Agatha Christie. Murder on the Links

‘Of course,’ began Giraud, ‘I soon saw through all that Chilean tomfoolery. Two men were in it—but they were not mysterious foreigners! All that was a blind.’

‘Very creditable so far, my dear Giraud,’ murmured Poirot. ‘Especially after that clever trick of theirs with the match and cigarette end.’

Giraud glared, but continued. ‘A man must have been connected with the case, in order to dig the grave. There is no man who actually benefits by the crime, but there was a man who thought he would benefit. I heard of Jack Renauld’s quarrel with his father, and of the threats that he had used. The motive was established. Now as to means. Jack Renauld was in Merlinville that night. He concealed the fact—which turned suspicion into certainty.’

‘Then we found a second victim—stabbed with the same dagger. We know when that dagger was stolen. Captain Hastings here can fix the time. Jack Renauld, arriving from Cherbourg, was the only person who could have taken it.’

‘I have accounted for all the other members of the household.’

Poirot interrupted.

‘You are wrong. There is one other person who could have taken the dagger.’

‘You refer to Monsieur Stonor? He arrived at the front door, in an automobile which had brought him straight from Calais. Ah! believe me, I have looked into everything. Monsieur Jack Renauld arrived by train. An hour elapsed between his arrival and the moment when he presented himself at the house. Without doubt, he saw Captain Hastings and his companion leave the shed, slipped in himself and took the dagger, stabbed his accomplice in the shed—’

‘Who was already dead!’

Giraud shrugged his shoulders. ‘Possibly he did not observe that. He may have judged him to be sleeping. Without doubt they had a rendezvous. In any case he knew this apparent second murder would greatly complicate the case. It did.’

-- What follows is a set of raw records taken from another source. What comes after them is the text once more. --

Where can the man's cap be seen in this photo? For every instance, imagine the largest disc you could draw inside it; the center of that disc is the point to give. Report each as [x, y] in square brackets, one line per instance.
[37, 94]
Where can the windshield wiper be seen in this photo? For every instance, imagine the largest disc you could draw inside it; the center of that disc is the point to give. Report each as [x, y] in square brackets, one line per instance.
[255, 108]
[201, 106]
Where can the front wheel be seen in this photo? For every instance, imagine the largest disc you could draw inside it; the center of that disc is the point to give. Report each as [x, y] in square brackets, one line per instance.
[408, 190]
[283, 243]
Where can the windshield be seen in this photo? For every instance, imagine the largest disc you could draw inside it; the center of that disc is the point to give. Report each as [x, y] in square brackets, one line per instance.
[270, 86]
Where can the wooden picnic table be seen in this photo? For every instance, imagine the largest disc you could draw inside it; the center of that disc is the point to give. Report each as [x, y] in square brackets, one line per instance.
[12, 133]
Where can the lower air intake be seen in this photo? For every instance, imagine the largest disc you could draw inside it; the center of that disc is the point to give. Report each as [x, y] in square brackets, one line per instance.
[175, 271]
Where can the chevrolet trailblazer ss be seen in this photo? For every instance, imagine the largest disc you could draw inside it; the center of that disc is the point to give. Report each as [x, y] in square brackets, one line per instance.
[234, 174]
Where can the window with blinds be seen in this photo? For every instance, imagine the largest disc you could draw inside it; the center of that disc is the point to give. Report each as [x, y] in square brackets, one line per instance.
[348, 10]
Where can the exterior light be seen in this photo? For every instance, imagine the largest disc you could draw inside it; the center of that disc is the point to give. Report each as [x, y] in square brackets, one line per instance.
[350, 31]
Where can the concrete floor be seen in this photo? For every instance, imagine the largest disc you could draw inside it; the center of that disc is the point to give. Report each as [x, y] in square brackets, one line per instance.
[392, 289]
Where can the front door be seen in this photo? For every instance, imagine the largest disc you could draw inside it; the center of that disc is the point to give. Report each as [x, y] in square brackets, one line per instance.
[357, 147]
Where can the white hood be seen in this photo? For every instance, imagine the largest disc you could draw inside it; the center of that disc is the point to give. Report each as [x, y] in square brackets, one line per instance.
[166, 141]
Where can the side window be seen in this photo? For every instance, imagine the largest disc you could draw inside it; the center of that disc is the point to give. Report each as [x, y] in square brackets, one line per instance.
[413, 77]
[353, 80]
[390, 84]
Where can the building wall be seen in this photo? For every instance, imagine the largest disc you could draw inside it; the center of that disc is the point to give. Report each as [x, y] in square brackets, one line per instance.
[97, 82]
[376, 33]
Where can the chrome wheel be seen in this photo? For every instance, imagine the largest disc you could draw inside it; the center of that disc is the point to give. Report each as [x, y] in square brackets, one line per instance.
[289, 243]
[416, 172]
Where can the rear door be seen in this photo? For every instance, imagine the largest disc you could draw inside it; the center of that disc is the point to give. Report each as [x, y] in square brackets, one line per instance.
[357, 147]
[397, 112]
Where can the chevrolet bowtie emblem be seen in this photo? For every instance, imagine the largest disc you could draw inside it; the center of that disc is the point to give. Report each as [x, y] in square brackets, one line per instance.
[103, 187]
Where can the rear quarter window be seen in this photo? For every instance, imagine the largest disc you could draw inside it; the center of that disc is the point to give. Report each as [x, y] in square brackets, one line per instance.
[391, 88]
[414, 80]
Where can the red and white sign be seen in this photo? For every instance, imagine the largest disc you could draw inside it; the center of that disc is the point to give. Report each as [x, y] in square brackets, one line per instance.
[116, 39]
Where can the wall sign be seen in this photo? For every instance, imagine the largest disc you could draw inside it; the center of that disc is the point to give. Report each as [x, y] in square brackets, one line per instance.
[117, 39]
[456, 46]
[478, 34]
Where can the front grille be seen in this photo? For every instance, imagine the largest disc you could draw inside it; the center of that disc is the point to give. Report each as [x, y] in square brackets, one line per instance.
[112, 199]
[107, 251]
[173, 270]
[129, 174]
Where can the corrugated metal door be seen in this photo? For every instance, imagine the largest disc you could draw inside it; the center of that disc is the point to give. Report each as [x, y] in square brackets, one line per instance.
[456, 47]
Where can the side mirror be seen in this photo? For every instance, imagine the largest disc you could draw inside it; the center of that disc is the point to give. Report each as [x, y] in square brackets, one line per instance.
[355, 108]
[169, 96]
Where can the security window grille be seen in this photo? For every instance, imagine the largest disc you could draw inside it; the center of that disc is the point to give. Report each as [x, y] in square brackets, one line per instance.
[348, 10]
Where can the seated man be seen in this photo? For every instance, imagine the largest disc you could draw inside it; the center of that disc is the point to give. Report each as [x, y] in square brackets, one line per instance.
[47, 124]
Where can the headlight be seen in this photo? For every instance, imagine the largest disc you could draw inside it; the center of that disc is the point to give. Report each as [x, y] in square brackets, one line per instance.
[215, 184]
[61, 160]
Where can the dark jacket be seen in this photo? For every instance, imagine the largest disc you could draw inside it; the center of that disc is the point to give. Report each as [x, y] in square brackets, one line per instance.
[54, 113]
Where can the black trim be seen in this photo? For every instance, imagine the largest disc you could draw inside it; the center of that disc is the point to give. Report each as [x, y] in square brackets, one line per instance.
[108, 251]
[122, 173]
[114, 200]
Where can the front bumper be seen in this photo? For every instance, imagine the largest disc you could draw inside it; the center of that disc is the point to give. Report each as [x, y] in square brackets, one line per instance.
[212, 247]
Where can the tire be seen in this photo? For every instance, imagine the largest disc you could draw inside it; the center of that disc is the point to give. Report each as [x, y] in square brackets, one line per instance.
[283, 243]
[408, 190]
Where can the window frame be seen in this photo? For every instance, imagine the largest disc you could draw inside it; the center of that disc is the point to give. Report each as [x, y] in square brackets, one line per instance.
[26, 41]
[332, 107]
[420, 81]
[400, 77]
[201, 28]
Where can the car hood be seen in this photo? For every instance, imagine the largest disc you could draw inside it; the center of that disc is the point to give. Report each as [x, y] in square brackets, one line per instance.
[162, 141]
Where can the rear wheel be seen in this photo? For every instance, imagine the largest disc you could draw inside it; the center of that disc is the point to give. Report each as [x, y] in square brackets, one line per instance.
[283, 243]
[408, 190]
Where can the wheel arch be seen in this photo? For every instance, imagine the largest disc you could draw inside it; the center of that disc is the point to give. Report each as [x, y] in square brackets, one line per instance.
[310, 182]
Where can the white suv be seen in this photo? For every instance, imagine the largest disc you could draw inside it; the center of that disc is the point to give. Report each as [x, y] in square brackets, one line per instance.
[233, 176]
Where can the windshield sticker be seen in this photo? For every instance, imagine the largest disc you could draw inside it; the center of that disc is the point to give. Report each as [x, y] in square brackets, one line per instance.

‘But it could not deceive Monsieur Giraud,’ murmured Poirot.

‘You mock at me! But I will give you one last irrefutable proof. Madame Renauld’s story was false—a fabrication from beginning to end. We believe Madame Renauld to have loved her husband—yet she lied to shield his murderer. For whom will a woman lie? Sometimes for herself, usually for the man she loves, always for her children. That is the last—the irrefutable proof. You cannot get round it.’

Giraud paused flushed and triumphant. Poirot regarded him steadily.

‘That is my case,’ said Giraud. ‘What have you to say to it?’

‘Only that there is one thing you have failed to take into account.’

‘What is that?’

‘Jack Renauld was presumably acquainted with the planning out of the golf course. He knew that the body would be discovered almost at once when they started to dig the bunker.’

Giraud laughed out loud. ‘But it is idiotic what you say there! He wanted the body to be found! Until it was found, he could not presume death and would have been unable to enter into his inheritance.’

I saw a quick flash of green in Poiroes eyes as he rose to his feet.

‘Then why bury it?’ he asked very softly. ‘Reflect, Giraud. Since it was to Jack Renauld’s advantage that the body should be found without delay, why dig a grave at all?’

Giraud did not reply. The question found him unprepared. He shrugged his shoulders as though to intimate that it was of no importance.

Poirot moved towards the door. I followed him.

‘There is one more thing that you have failed to take into account,’ he said over his shoulder.

‘What is that?’

‘The piece of lead piping,’ said Poirot, and left the room.

Jack Renauld still stood in the hall, with a white dumb face, but as we came out of the salon he looked up sharply.

At the same moment there was the sound of a footfall on the staircase. Mrs. Renauld was descending it. At the sight of her son, standing between the two myrmidons of the law, she stopped as though petrified.

‘Jack,’ she faltered. ‘Jack, what is this?’

He looked up at her, his face set. ‘They have arrested me, mother.’

‘What?’

She uttered a piercing cry, and before anyone could get to her, swayed, and fell heavily. We both ran to her and lifted her up. In a minute Poirot stood up again.